The autogetpourpoints function gets pour points for the reservoir using the flow accumulation values from hydrological data. This is only possible for dams which are not ‘run of the river’ and for reservoirs with one input river.
Water bodies have a FAC value and an elevation value. The riverpoints function begins an algorithm which finds the next point in the river iteratively, searching for points downstream (upstream) which have lower (higher) elevation and a higher (lower) FAC. The river_distance parameter sets how far upstream and downstream to follow the river. The nn parameter sets the number of nearest neighbours (water bodies) to assess for these conditions. The ac_tolerance parameter sets a threshold for the point-to-point flow accumulation increase. This is so that at major confluences the algorithm will stop finding points downstream. We can see for Tehri that the downstream line is shorter than the blue line. This is because of a river confluence, where the Bhagirathi (the river running through Tehri) meets the Alakhnanda to form the Ganges. At this point, the Alakhnanda has accumulated more water than the Bhagirathi. This is a termination point for the algorithm. Any downstream effects further than this are a result of changes to both river systems, and cannot be attributed to the construction of Tehri dam. The e_tolerance parameter sets a threshold for the acceptable elevation increase if there are no points downstream (upstream) which have a lower (higher) elevation. This is important as downstream points can erroneously have a slightly higher elevation value in steep gorges because DEM values are an average across an area which can be larger than the width of rivers.

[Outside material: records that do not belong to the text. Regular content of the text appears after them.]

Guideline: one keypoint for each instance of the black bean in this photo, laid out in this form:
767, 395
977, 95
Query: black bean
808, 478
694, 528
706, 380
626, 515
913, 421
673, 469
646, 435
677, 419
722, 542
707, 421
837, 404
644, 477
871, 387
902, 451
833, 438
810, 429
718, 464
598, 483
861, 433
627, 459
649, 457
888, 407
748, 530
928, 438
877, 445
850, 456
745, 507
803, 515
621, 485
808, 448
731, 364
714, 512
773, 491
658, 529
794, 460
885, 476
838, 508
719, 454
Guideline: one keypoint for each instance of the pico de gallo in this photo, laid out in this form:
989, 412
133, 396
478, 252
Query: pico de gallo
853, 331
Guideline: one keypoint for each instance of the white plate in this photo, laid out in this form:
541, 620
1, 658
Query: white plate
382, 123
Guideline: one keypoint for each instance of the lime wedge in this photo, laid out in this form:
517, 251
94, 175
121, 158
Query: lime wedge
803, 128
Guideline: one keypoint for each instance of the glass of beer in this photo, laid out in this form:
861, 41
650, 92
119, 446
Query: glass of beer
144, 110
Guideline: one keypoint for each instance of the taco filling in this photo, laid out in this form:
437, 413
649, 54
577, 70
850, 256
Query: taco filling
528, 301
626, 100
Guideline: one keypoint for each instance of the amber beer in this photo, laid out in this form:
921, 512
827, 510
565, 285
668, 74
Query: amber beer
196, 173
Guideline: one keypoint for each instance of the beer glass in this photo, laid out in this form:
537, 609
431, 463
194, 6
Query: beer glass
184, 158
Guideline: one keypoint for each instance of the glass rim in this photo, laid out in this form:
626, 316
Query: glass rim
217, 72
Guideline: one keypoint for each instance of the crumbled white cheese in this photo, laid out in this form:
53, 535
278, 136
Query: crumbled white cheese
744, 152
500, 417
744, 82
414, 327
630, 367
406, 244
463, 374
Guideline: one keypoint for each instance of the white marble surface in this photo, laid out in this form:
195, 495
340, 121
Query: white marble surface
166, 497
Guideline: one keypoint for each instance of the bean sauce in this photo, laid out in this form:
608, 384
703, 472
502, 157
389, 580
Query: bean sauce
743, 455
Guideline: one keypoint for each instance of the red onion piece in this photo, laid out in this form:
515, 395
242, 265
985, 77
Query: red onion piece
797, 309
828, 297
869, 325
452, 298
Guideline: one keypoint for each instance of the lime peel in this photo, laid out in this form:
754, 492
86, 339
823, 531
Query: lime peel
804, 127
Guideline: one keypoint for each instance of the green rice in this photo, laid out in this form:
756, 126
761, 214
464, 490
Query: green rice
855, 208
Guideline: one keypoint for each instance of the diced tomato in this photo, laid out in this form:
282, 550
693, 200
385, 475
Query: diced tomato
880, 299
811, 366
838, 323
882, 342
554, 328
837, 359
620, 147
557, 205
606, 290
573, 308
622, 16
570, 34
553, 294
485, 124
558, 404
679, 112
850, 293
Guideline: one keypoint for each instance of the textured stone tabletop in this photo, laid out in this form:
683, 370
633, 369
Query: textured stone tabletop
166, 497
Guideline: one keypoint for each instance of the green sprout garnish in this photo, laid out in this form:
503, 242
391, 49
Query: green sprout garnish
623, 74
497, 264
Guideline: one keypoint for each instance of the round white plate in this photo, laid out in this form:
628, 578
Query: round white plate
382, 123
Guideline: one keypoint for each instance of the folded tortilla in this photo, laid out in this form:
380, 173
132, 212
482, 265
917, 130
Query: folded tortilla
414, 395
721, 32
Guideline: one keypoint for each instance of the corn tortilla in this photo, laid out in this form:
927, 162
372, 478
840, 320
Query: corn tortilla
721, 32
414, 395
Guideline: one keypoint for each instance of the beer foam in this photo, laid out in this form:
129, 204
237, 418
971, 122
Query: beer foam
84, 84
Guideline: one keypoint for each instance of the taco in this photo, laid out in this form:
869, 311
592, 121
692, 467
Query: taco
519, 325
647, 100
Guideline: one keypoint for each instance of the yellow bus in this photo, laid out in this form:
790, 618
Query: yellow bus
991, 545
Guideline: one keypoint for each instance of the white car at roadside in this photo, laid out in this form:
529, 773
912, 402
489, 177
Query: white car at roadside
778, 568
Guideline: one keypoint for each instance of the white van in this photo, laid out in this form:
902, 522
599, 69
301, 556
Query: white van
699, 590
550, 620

The pointstolines function converts the points and associated information generated by riverpoints to an sf linestring.
After we have drawn the river lines, we need to create a zone around the rivers and reservoir, representing how far around the rivers (and reservoir) we consider having been potentially impacted by the dam. This is in many parts a subjective choice, faced by anyone conducting spatial analysis. In our view there are a range of acceptable decisions, and some will be more appropriate in certain contexts than others. For the impacts of one dam to be compared against the impacts of a different dam, the buffer zones need to be equivalent. We set default buffers are 2km around rivers, and 5km around reservoirs.
To deal with the topography issue we then clip this buffer to the river basins. We first select the river basins which intersect the reservoir and river lines calculated in stages 1 and 2. Then we clip the buffers to these polygons.
bnb <- basinandbuffers(
reservoir = tehri_adjusted,
upstream = riverlines[[1]],
downstream = riverlines[[2]],
basins = basins_tehri,
streambuffersize = 1500,
reservoirbuffersize = 3000)
ggplot2::ggplot(bnb[[1]] %>% mutate(area = c("res", "down", "up"))) +
ggplot2::geom_sf(ggplot2::aes(fill = as.factor(area)), alpha = 0.3) +
ggplot2::geom_sf(data = bnb[[2]] %>% mutate(area = c("res", "down", "up")),
ggplot2::aes(fill = as.factor(area))) +
ggplot2::geom_sf(data = tehri_adjusted, fill = "grey")
The bnb function extracts buffers for the lines and reservoir first. Second, it clips these areas by the river basins, so that areas beyond topographical barriers to water are not considered. Here shows the overlay of clipped polygons and the buffers themselves.